第一章 奇跡使いと言霊使い

 ダイニングルームにやってくると、真っ直ぐな黒髪で重い印象のおかっぱ頭の少女が、ケフィの分と思しき食器を並べて出迎えた。
「……」
 先ほどの女性二人と比べると、寡黙で控えめで、少し暗い印象の少女だ。
 ミルドレッドがその姿を見止めると、ケフィに少女を紹介した。
「二番目の弟子のベルよ。ベル。
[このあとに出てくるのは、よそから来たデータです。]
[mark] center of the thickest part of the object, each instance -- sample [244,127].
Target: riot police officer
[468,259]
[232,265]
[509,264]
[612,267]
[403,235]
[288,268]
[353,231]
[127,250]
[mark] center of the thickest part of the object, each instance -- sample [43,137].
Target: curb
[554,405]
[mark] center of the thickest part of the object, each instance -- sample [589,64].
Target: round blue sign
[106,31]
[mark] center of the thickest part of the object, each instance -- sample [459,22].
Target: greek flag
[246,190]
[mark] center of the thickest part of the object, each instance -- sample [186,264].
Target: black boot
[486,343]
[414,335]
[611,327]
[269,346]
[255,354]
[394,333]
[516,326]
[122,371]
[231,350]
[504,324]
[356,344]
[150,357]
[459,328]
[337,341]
この子はケフィ。男の子だけど、今日からこの屋敷で言霊使いの修行をすることになったわ。仲良くして頂戴」
「ケフィです。よろしくお願いします」
 ケフィがあいさつすると、ベルは小さく会釈しながら、蚊の鳴くような声で応えた。
「ベルです。よろしくお願いします」
 小動物のようにびくついているが、男性が苦手だとか、何か理由があるのだろうか。エラとニナには苦手意識を持ったケフィだったが、ベルは何だか妙に気になった。

 全員が食卓に着くと、古霊への祈りをささげる。奇跡使いの時は神々への祈りを捧げていたが、言霊使いは古霊に祈りを捧げるようだ。
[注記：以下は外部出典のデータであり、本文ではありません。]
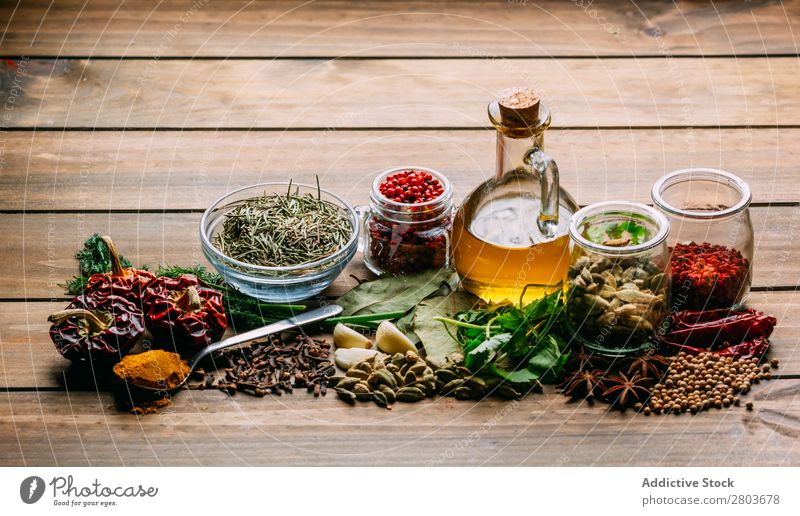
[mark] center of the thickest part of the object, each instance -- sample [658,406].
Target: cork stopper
[519,106]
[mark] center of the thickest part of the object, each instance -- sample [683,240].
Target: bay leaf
[433,334]
[393,293]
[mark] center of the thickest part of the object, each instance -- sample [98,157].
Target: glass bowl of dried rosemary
[280,242]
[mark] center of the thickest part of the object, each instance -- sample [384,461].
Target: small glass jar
[407,238]
[711,237]
[618,279]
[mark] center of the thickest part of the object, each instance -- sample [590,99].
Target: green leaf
[596,234]
[485,351]
[435,339]
[545,355]
[393,293]
[511,320]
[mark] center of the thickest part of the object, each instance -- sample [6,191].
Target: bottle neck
[512,152]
 ケフィは精霊神教を信仰していたので、なんだか急に改宗させられて、戸惑った。祈りの言葉も初めて聞くような祝詞で、まごつく。
「太古より生きとし生けるものを見守り育てし古霊たちよ、あなた方のおかげで今宵も温かな食卓を囲むことができます。この糧が我々の血となり肉となり、明日への活力となりますように」
(言霊使いって、祈りの言葉がいちいち長いな……これが言霊なのか……)
 周りに倣って祈りの言葉を唱えてみたものの、もごもごと詰まってろくに発音できなかった。ミルドレッドはそれを耳ざとく聞きとめ、
「朝、昼、晩、祈りの言葉が変わるわよ。他にも、各古霊へ捧げる祈りは全部違うから、それを猛練習して早く暗記しなさい、ケフィ」
 と、釘を刺した。ケフィは恐ろしくなって食欲が失せた。自分の取り分だけは何とか胃に押し込んだが、大皿料理に手を出す気にはなれなかった。
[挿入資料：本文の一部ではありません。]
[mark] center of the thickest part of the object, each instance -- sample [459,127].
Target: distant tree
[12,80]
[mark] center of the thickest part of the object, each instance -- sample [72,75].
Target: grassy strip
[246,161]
 食事の間中、ケフィは例のごとく女子たちの質問攻めに遭った。
 姦しい女子が束になってかかってくると、抵抗できない。またもケフィはプライバシーも何もかも丸裸にされてしまった。
 そのうえ気の弱さを指摘され、説教が入る。
「駄目よケフィ、そんなんじゃ。男の子なんだからもっとビシッと!」
「す……すみません」
「謝ってばっかり!」
「すみません……」
 お喋りは深夜まで続き、日付の変わる頃ようやく自分の部屋で眠りにつくことができた。